Basic training helps create harmonious interactions between our two- and four-legged friends and family members. Visitors are exciting for dogs, and the excitement often brings out unwanted behaviors. Rather than embarrassingly admit that, “He always does this!” as your guests attempt to politely ignore unwanted advances, help manage the situation, or even better, use it to your advantage.

What you can do: If your dog is especially excited by visitors, attach his leash before you open the door. Grab a handful of tasty treats and reward your dog generously for keeping four feet on the floor as people come in. Mature dogs and dogs with previous training might be able to handle sitting for treats as people enter. Or better yet, for social dogs, keep treats on the porch and instruct visitors to grab a handful before entering, but not to feed the dog unless he’s standing or sitting politely.

If your dog is toy-motivated, teach him to grab and hold a toy as you head to the front door. Many dogs are less likely to jump up when they’re holding something. For dogs who love to retrieve, consider a bucket of tennis balls on the front porch. Similar to the guests-with-treats technique, your visitor enters, asks for a sit, then lobs the toy into the house. As the dog races off to retrieve, the guest can enter the house.

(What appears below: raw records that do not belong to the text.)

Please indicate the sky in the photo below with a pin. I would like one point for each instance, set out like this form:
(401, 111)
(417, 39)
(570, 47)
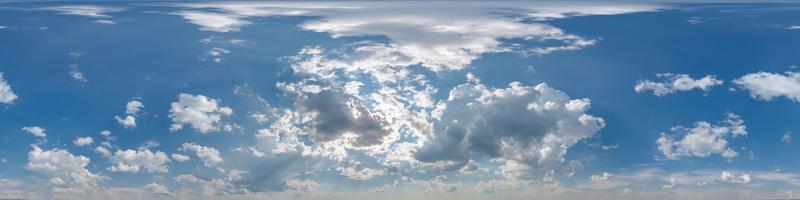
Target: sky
(399, 100)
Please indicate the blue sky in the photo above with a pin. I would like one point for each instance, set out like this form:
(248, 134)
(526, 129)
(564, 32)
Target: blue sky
(399, 100)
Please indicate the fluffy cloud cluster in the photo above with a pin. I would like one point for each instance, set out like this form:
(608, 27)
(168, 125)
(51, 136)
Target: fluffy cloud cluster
(727, 177)
(7, 95)
(767, 86)
(216, 22)
(703, 139)
(200, 112)
(531, 127)
(209, 155)
(676, 83)
(132, 161)
(157, 189)
(132, 109)
(66, 170)
(83, 141)
(85, 10)
(35, 131)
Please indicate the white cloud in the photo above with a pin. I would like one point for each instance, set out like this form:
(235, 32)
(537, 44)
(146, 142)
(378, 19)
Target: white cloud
(157, 189)
(211, 21)
(133, 107)
(603, 181)
(419, 34)
(209, 155)
(676, 83)
(7, 95)
(127, 122)
(76, 74)
(200, 112)
(35, 131)
(132, 161)
(103, 151)
(703, 139)
(786, 138)
(83, 141)
(103, 21)
(727, 177)
(530, 127)
(64, 166)
(767, 86)
(364, 173)
(85, 10)
(216, 54)
(211, 187)
(180, 157)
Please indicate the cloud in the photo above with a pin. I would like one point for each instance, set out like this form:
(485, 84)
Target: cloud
(131, 161)
(727, 177)
(786, 138)
(420, 34)
(676, 83)
(127, 122)
(335, 114)
(211, 21)
(35, 131)
(76, 74)
(209, 155)
(703, 139)
(7, 95)
(180, 157)
(83, 141)
(103, 21)
(359, 174)
(103, 151)
(133, 107)
(212, 187)
(200, 112)
(767, 86)
(157, 189)
(530, 127)
(63, 167)
(85, 10)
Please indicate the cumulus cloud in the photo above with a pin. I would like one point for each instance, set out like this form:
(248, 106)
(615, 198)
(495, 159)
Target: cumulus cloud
(767, 86)
(83, 141)
(7, 95)
(127, 122)
(209, 155)
(212, 21)
(786, 138)
(85, 10)
(530, 127)
(335, 114)
(676, 83)
(200, 112)
(727, 177)
(35, 131)
(133, 107)
(359, 174)
(212, 187)
(180, 157)
(131, 161)
(157, 189)
(703, 139)
(76, 74)
(63, 167)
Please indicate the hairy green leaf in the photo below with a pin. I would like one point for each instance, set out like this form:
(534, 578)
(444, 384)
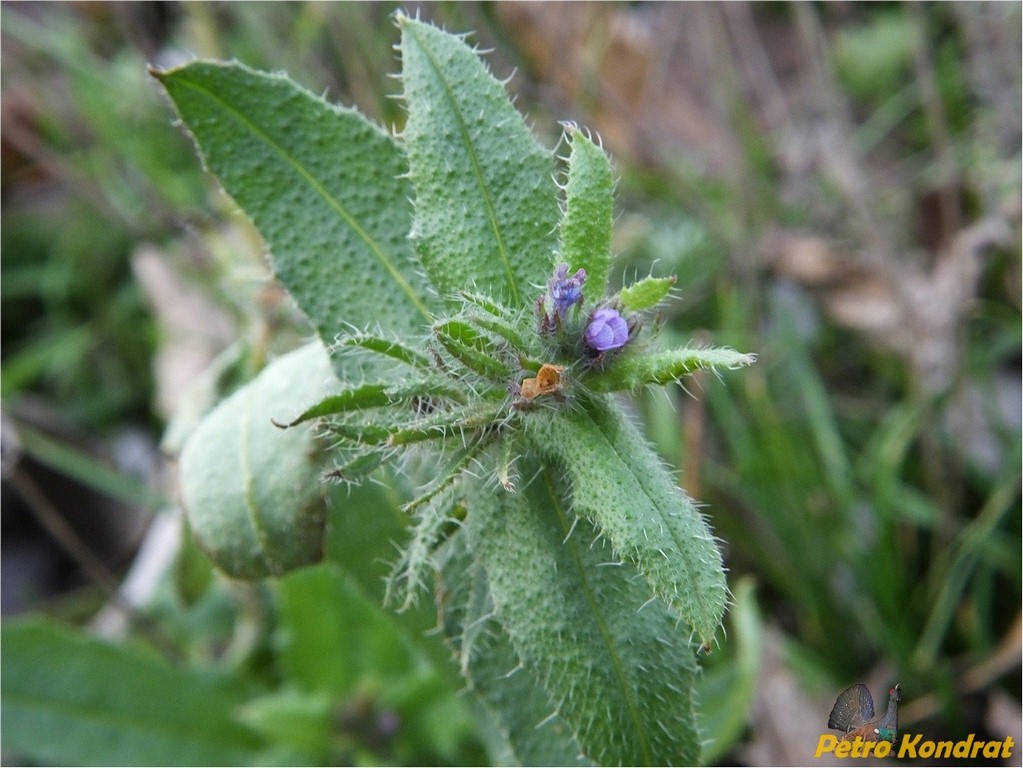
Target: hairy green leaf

Once guests are inside, consider asking your dog to “stay” at your side or on his bed if he seems overly interested in visiting with guests. If your guests are enjoying the interaction, they’ll let you know it’s fine. If they say nothing as you wrangle up your dog, they probably appreciate the break.

It’s up to you to help your dog make good choices. If you don’t feel like playing “dog trainer” during a particular visit, that’s okay, but rather than leave your dog to his own devices, where he’s likely to practice bad habits, manage the situation by crating him away from company with a stuffed Kong or other enrichment device.

It’s Worth the Work

As a trainer, I regularly travel with a group of dog enthusiast clients on twice-yearly adventures to a nearby coastal and mountain community. One of the highest compliments we’ve ever been paid was by a property manager who said it didn’t even feel like we had dogs. Yes, he saw them when we were out and about, but he rarely heard them or us (no nuisance barking, and no frustrated owners shouting at untrained dogs), and we left no evidence of their stay by not just meticulously picking up waste, but also by covering cabin furniture with our own sheets before inviting the dogs up to cuddle.

Simple acts like these can go a long way toward maintaining, and hopefully increasing, the general public’s willingness to welcome our dog friends.

Stephanie Colman is a writer and dog trainer in Los Angeles.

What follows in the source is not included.